Learn data science and machine learning by building real-world projects on Jovian

Analysify

Have you ever analysed your Spotify Playlist? Not? Try it out!

But first you will need to create credentials on the Spotify Developers Website.

Go to Spotify Developers Dashboard, login with your own Spotify Account and create a new "App".

Then go to the top right corner and click on "Edit Settings" and change the "Redirect URIs" to http://localhost.

On the left side you will find the "Client ID" and the "Client Secret", which you will need for the further code shown below.

Here in this project, we will compare two different Spotify Playlists with each other.

The first Playlist is a kind of Synthwave music, the second Playlist pure Classic.

Let's start with the code!

In [1]:
import json
import time
import spotipy
from spotipy.oauth2 import SpotifyOAuth
import matplotlib.pyplot as plt
import seaborn as sns
%matplotlib inline

Connect to the Spotify restAPI

Please insert your own credentials for the client_id= and the client_secret=, otherwise we won't be able to the the Playlist details.

In [2]:
sp = spotipy.Spotify(auth_manager=SpotifyOAuth(client_id="",
                                               client_secret="",
                                               redirect_uri='http://localhost',
                                               scope="user-library-read"))

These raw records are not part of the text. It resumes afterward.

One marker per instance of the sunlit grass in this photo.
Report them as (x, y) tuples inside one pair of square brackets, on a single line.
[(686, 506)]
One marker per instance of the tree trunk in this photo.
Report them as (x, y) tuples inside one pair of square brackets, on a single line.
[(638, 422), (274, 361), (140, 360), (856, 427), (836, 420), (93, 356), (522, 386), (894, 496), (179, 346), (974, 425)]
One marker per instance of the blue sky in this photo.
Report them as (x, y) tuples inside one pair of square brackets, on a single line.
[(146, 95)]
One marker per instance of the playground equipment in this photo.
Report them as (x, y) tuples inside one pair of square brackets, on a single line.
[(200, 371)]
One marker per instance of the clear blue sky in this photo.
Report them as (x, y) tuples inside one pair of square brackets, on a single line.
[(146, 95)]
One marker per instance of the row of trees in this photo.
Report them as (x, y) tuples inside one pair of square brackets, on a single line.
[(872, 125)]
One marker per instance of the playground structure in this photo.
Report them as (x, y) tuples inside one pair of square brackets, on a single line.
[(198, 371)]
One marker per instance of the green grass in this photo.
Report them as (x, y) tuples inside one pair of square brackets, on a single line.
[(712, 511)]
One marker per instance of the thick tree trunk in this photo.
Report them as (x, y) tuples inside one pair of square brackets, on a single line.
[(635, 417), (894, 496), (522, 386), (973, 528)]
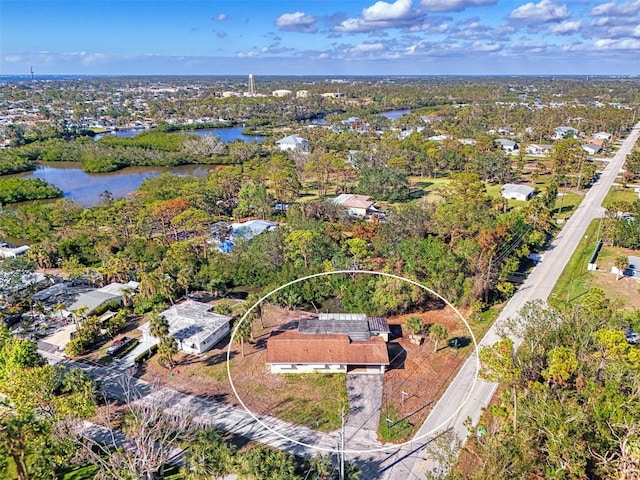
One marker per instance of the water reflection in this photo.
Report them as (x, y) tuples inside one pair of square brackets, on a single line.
[(85, 188)]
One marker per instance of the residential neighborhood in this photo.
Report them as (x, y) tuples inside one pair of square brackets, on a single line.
[(266, 265)]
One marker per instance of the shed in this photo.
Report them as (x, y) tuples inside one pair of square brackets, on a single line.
[(517, 192), (292, 142), (193, 326)]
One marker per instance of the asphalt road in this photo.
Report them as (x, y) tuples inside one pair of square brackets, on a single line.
[(412, 461)]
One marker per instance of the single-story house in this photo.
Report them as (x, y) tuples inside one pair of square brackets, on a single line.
[(357, 326), (195, 328), (251, 228), (292, 142), (602, 136), (592, 148), (517, 192), (12, 252), (356, 205), (225, 234), (331, 343), (564, 132), (94, 299), (538, 149), (16, 285), (633, 267), (281, 93), (507, 145)]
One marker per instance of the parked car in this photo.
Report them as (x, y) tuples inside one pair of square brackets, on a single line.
[(119, 345)]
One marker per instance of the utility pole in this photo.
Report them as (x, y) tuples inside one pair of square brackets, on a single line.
[(342, 444)]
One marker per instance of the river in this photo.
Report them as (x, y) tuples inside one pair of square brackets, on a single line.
[(85, 188), (394, 114), (226, 134)]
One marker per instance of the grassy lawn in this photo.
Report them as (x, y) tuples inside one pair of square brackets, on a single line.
[(329, 391), (393, 428), (575, 277), (566, 203), (619, 195)]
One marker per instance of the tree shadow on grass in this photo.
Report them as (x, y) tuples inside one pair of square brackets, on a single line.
[(219, 358), (397, 356)]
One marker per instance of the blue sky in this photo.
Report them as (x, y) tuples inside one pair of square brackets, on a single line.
[(320, 37)]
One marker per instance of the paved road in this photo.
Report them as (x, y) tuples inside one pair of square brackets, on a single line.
[(411, 461)]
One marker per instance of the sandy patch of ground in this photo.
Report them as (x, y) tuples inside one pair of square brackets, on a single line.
[(416, 370)]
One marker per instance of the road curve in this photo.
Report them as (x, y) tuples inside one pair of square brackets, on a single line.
[(412, 462)]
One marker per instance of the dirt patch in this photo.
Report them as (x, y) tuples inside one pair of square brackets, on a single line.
[(625, 290), (418, 375), (416, 370)]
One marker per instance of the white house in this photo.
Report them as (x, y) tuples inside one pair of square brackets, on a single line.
[(356, 205), (281, 93), (538, 149), (517, 192), (193, 326), (94, 299), (506, 144), (11, 252), (331, 343), (592, 148), (602, 136), (564, 132), (292, 142)]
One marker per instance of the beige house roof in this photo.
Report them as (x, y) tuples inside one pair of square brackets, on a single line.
[(291, 347), (351, 200)]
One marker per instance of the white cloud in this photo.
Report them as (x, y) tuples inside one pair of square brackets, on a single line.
[(543, 11), (297, 22), (565, 28), (367, 48), (453, 5), (616, 10), (383, 11), (380, 15), (611, 44), (247, 54), (486, 46)]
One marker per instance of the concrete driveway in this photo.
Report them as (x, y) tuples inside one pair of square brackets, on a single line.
[(365, 401)]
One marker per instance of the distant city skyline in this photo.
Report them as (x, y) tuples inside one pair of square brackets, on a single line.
[(328, 37)]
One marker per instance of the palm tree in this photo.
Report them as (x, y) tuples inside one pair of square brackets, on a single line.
[(438, 332), (621, 263), (414, 324), (244, 333), (80, 313)]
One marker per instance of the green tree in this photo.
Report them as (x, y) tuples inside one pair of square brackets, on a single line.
[(159, 328), (208, 455), (414, 324), (498, 364), (437, 333), (621, 262)]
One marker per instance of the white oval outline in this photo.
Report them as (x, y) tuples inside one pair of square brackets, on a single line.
[(349, 451)]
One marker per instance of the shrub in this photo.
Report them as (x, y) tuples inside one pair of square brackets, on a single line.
[(146, 355)]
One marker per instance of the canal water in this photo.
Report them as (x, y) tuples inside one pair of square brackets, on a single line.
[(85, 188), (226, 134)]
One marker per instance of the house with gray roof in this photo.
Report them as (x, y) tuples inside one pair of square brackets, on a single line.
[(517, 192), (331, 342), (356, 205), (194, 327), (564, 132), (293, 142), (506, 144)]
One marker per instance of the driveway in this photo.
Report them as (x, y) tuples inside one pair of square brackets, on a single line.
[(365, 400)]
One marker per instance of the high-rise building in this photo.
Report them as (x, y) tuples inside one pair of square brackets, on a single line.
[(252, 84)]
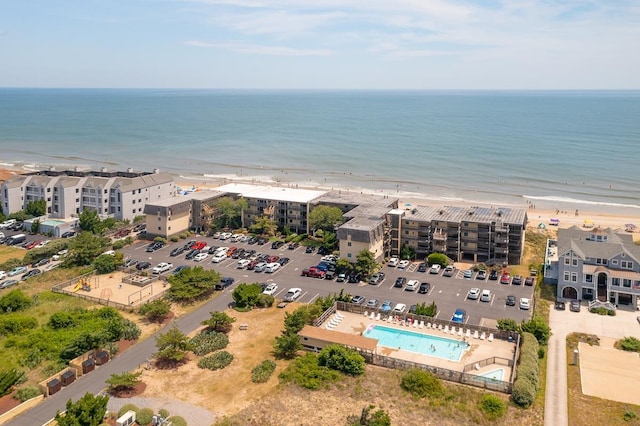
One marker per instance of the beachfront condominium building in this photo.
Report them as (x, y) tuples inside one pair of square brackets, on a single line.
[(602, 264), (492, 235), (118, 194)]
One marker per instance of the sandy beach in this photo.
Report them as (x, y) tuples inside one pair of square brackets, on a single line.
[(567, 218)]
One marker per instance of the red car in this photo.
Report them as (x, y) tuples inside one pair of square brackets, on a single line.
[(198, 245)]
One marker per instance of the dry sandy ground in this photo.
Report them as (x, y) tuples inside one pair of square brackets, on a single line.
[(609, 373)]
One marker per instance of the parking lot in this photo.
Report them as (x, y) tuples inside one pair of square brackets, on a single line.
[(449, 293)]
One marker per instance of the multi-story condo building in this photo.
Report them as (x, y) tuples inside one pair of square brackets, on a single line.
[(118, 194), (601, 264)]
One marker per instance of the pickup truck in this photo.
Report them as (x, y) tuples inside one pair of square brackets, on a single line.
[(313, 273)]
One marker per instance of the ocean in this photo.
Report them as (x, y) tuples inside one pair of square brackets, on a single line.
[(566, 150)]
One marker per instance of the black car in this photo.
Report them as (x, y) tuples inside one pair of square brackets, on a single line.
[(400, 282), (31, 273), (192, 254), (143, 265), (424, 288), (177, 251), (224, 283), (41, 262)]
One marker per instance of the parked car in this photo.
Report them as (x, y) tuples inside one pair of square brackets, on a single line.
[(424, 288), (161, 268), (400, 282), (574, 306), (485, 296), (473, 293), (358, 300), (459, 316), (386, 306), (292, 294), (271, 289), (412, 285)]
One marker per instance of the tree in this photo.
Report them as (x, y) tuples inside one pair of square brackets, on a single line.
[(438, 259), (172, 346), (87, 411), (192, 284), (36, 208), (85, 248), (124, 382), (88, 220), (325, 218), (220, 322), (156, 311), (365, 262)]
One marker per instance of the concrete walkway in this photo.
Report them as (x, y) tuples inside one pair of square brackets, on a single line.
[(562, 323)]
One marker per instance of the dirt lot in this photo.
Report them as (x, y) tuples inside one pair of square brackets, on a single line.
[(230, 392)]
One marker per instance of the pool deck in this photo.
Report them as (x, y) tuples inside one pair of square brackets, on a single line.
[(479, 350)]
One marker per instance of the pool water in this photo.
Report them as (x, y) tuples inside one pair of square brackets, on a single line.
[(497, 374), (439, 347)]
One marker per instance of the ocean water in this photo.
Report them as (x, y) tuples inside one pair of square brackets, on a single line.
[(567, 150)]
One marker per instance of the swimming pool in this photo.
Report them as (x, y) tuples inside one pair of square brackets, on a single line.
[(439, 347), (496, 374)]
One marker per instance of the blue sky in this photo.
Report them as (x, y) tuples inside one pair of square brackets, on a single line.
[(321, 44)]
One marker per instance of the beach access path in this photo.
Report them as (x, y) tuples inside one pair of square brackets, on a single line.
[(128, 360)]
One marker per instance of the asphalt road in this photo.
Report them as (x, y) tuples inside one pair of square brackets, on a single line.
[(132, 358)]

Definition of our functions to get all details from the Playlists

To be able to get the data we need, we will create 3 functions for this:

  1. Get the Track-ID's from every Track of the Playlist
  2. Get the Artist-ID's for the Tracks. With this we will get 'genres'.
  3. Get the Track detailed data. We can save it into a file.
In [3]:
def get_track_ids(playlist_id):
    music_id_list = [] #Save all Track-ID's into a list
    playlist = sp.playlist(playlist_id)
    for item in playlist['tracks']['items']: #Loop the Playlist in 'tracks', 'items' and 'track' to get the 'id'
        music_track = item['track']
        music_id_list.append(music_track['id'])
    return music_id_list
In [4]:
def get_artist_ids(playlist_id):
    artist_id_list = [] #Save all Artist-ID's into a list
    playlist = sp.playlist(playlist_id)
    for item in playlist['tracks']['items']: #Loop the Playlist in 'tracks', 'items', 'track' and 'artists' to get the 'id' for the Artist
        artist_id = item['track']['artists']
        artist_id_list.append(artist_id[0]['id']) #The 'id' is intended with an additional whitespace, so the '[0]' is standing for this whitespace
    return artist_id_list
In [5]:
def get_track_data(track_id, artist_id):
    meta_track = sp.track(track_id) #Connects to Spotify-API to get data from the Tracks
    meta_artist = sp.artist(artist_id) #Connects to Spotify-API to get data from the Artist
    meta_features = sp.audio_features(track_id) #Connects to Spotify-API to get data from the Track-Features
    track_details = {"name": meta_track['name'], "album": meta_track['album']['name'],
                     "artist": meta_track['album']['artists'][0]['name'],
                     "release_date": meta_track['album']['release_date'],
                     "duration_in_min": round((meta_track['duration_ms'] * 0.001) / 60.0, 2),
                     "track_id": meta_track['id'],
                     "genres": meta_artist['genres'], "popularity": meta_artist['popularity'],
                     "danceability": meta_features[0]['danceability'],
                     "energy": meta_features[0]['energy'],
                     "loudness": meta_features[0]['loudness'],
                     "speechiness": meta_features[0]['speechiness'],
                     "acousticness": meta_features[0]['acousticness'],
                     "instrumentalness": meta_features[0]['instrumentalness'],
                     "liveness": meta_features[0]['liveness'],
                     "valence": meta_features[0]['valence'],
                     "tempo": meta_features[0]['tempo'],
                     }
    return track_details

Input your first Playlist-ID from Spotify

The first Playlist ID used in this Project is "spotify:playlist:4UjGSynmzZu0agnX1DRW2H" but we will use only the ID itself 4UjGSynmzZu0agnX1DRW2H.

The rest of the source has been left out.